Kone Inc. general counsel Kurt Stepaniak’s theory is that any work that can be done can be measured. “And if you can measure it,” said Stepaniak, “you can improve it.” On day two of ALM’s 24th Annual Corporate Counsel General Counsel Conference in New York City, Stepaniak shared how he uses his legal department’s data stores to realize big savings on outside counsel spend.

Stepaniak has been at Kone, the second-largest elevator and escalator manufacturer in the world, for 15 years. A few years ago, he realized that some key components of the company’s relationship with outside counsel needed to change.

As part of the panel discussion “Managing by the Numbers: Law Dept. Budgeting and Metrics,” Stepaniak noted that Kone had been paying hourly rates to approximately 50 outside law firms. The law department’s file handlers were spending a lot of their time reviewing and approving invoices—and inevitably, he said, there were lots of fee disputes with the firms.

The hourly rates outside counsel charged the company varied significantly. Although almost all of the work was similar—predominantly personal injury cases—one firm might demand as much as double what another firm would charge.

So the Kone GC brought together what he calls his “what if thinkers” to consider billing alternatives. “The first thing we had to do was gather the data,” he said, “and it was not all in the same place.” Once the department was able to examine the data holistically, a surprising revelation emerged.

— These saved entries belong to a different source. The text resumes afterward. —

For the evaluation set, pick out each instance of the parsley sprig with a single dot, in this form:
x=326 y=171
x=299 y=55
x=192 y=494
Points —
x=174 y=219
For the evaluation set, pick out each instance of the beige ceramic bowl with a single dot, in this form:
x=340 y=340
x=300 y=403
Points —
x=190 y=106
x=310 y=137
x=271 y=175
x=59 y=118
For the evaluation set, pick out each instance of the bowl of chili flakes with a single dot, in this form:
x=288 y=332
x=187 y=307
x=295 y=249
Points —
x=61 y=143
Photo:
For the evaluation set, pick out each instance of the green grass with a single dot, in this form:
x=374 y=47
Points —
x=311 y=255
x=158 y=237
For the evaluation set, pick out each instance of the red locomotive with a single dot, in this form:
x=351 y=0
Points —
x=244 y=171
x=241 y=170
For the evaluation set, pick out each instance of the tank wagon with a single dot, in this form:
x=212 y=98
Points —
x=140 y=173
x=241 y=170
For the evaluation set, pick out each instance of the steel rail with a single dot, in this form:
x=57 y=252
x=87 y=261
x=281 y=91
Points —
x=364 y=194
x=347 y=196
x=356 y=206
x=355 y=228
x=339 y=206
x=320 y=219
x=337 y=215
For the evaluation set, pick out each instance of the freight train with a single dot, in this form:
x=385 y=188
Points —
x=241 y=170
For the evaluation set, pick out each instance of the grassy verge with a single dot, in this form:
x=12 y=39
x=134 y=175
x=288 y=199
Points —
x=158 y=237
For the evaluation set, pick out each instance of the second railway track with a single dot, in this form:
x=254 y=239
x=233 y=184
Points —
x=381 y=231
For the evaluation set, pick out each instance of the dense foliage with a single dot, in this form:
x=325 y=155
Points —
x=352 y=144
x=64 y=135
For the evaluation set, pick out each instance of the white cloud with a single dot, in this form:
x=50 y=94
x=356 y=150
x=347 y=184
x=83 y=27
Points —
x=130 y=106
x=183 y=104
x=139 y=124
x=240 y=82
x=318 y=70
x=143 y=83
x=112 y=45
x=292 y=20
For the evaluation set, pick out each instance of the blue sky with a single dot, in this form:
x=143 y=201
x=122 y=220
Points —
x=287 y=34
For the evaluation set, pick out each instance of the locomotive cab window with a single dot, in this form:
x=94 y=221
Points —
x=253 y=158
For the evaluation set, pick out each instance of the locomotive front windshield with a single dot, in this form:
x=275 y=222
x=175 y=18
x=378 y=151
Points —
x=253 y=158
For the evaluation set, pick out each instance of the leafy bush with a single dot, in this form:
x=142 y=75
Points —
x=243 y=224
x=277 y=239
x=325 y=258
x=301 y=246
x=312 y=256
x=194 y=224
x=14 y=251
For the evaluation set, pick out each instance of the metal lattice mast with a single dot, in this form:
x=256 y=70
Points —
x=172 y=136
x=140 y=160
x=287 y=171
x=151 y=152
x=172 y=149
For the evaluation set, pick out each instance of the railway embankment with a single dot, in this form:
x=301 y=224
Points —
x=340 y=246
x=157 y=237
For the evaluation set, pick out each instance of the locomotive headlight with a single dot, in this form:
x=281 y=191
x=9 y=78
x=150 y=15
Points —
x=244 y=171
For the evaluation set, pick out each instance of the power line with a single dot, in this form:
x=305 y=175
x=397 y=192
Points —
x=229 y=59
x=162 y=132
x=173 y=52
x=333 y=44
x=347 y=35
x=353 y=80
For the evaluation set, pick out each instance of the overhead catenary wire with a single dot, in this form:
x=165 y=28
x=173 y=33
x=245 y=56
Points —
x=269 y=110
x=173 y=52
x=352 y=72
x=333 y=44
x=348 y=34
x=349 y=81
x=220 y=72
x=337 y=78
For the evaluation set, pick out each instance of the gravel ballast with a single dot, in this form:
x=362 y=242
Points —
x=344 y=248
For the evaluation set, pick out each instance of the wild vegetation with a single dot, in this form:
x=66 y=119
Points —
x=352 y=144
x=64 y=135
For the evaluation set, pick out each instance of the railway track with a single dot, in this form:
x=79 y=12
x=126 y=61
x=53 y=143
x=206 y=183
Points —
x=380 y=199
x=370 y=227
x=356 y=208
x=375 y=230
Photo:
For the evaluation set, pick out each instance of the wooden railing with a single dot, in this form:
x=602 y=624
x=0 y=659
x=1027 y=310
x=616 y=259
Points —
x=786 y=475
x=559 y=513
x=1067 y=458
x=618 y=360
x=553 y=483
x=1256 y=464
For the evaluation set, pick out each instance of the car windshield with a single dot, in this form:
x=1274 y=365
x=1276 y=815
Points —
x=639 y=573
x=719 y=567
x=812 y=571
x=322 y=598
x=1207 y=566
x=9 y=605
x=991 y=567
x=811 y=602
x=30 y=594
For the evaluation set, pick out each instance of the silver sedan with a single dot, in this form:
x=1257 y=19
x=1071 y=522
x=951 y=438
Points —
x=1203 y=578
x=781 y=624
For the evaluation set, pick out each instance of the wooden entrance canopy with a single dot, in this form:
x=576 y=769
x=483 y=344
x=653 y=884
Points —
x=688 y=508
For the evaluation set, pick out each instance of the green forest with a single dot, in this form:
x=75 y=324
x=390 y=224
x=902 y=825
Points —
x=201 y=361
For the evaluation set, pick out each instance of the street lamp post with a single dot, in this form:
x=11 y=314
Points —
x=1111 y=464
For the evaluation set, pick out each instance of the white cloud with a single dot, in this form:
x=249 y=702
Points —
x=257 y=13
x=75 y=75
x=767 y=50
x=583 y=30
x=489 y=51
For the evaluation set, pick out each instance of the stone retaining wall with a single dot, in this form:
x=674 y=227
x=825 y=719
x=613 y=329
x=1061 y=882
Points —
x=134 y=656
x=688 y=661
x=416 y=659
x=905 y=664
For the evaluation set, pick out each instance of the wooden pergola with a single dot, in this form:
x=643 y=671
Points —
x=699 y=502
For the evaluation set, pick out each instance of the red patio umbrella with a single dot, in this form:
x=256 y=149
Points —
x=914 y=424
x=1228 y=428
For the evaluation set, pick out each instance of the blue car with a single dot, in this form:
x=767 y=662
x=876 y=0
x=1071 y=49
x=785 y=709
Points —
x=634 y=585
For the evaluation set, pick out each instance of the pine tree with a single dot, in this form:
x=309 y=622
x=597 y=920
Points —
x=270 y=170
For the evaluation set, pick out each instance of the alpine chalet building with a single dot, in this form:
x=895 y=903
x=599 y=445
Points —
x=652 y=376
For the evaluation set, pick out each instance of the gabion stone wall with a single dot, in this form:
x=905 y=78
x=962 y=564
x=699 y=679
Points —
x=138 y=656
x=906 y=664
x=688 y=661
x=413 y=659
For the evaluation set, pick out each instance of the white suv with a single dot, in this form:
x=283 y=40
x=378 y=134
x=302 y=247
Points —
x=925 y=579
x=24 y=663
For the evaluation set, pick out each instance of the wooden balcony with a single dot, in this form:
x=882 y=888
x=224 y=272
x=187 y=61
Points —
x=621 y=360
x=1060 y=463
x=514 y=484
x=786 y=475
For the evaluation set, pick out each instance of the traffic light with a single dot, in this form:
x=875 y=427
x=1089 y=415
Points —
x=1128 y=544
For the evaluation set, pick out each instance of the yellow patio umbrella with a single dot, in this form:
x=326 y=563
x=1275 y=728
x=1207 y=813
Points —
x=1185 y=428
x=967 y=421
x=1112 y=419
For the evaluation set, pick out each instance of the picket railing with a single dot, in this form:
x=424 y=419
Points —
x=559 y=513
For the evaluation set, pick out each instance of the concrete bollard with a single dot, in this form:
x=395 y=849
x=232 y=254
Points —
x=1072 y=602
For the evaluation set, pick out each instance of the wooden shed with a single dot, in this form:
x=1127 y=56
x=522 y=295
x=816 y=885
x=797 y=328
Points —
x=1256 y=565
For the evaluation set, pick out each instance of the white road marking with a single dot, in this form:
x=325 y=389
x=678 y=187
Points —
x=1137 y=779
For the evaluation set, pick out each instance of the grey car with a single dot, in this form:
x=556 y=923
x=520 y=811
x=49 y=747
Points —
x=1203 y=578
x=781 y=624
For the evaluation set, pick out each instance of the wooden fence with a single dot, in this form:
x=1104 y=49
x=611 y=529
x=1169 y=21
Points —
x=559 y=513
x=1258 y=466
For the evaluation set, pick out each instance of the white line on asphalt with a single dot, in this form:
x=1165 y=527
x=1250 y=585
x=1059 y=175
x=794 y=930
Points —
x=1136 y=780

“What we found was pretty fascinating,” Stepaniak told the conference audience. Although the firms’ hourly rates were wildly inconsistent, “there was little variability in terms of average cost per case.”

In 2007, Kone piloted a flat-fee system with just one of its outside firms. The next year. the law department added 25 percent of its new assignments into the alternative-billing pilot, analyzing its data and making adjustments. “We wanted to make sure those numbers were good and would result in a cost reduction,” said Stepaniak.

When he implemented the plan across the board in 2010, Stepaniak said, “I thought I was going to be tarred and feathered.” But all 30 firms Kone was using for outside work signed on. The result? Kone’s outside counsel spending in 2011 was 30 percent less than 2007—down from $6 million to $4.5 million.

The arrangement won’t necessarily work for every company. Kone’s lawyers are able to handle all of the M&A work internally, as well as most of the company’s compliance issues. When an outside firm is consulted for compliance, that work still is billed on an hourly basis.

But for Kone, 98 percent of its legal work is now covered by flat-fee arrangements. That’s not to say that disputes with firms have been eliminated—Stepaniak said that communication and flexibility with outside counsel are crucial if the arrangement is going to be beneficial to both parties.

He insists on trying the arrangement with every case—at least at first. But if the firm can later explain why the matter isn’t amenable to a flat-fee arrangement, he hears them out. “I don’t view firms as fungible goods,” he said. “I view them as partners.”

Kone’s billing system encourages the firms to be more efficient, said the GC. They in turn get a guaranteed stream of revenue for matters arising within a specified geographic location.

Moving forward, Stepaniak said he would continue to analyze available data and keep looking for more work that he can measure. It has paid off thus far. “When we started this, we thought it was impossible,” he said. “But if you listen to the data, you can really do it.”